La volatilité des prix du pétrole et du gaz est également largement responsable des hausses des prix. L’agriculture est, en effet, une activité énergivore. La flambée des factures énergétiques a fait grimper les coûts de transport mais aussi des engrais.

Des aléas climatiques sont, en outre, intervenus dans différents pays producteurs et ont réduit les récoltes, notamment la Niña, ayant pour origine une anomalie thermique des eaux équatoriales de surface de l’océan Pacifique centre et caractérisée par une température anormalement basse de ces eaux.

Ce phénomène rend certaines régions extrêmement humides et d’autres extrêmement sèches, ce qui impacte la production agricole.

Quelles solutions pourraient être envisagées ?

Il faut agir en urgence et d’une manière efficace afin d’éviter des répercussions dévastatrices menant à une sérieuse crise alimentaire.

La communauté internationale doit accroître son engagement politique et adopter de nouvelles approches, afin de remédier à la fragilité des systèmes agroalimentaires mondiaux, de favoriser le développement rural et de restaurer les équilibres.
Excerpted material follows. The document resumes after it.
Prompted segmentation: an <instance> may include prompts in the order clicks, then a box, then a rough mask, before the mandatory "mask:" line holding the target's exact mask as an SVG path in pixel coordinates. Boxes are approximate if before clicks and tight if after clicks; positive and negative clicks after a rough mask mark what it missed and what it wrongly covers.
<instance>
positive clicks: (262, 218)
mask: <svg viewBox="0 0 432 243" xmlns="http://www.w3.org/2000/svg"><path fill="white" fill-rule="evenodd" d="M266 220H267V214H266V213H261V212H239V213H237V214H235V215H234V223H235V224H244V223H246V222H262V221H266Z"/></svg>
La FAO recommande d’améliorer les mesures de biosécurité dans les pays limitrophes de l’Ukraine afin de réduire au minimum la propagation de la fièvre porcine africaine et d’autres maladies animales et de renforcer la transparence des marchés et du dialogue sur les politiques, en vue de réduire au minimum les perturbations et de garantir leur fonctionnement ininterrompu et la régularité des flux commerciaux de produits alimentaires et agricoles.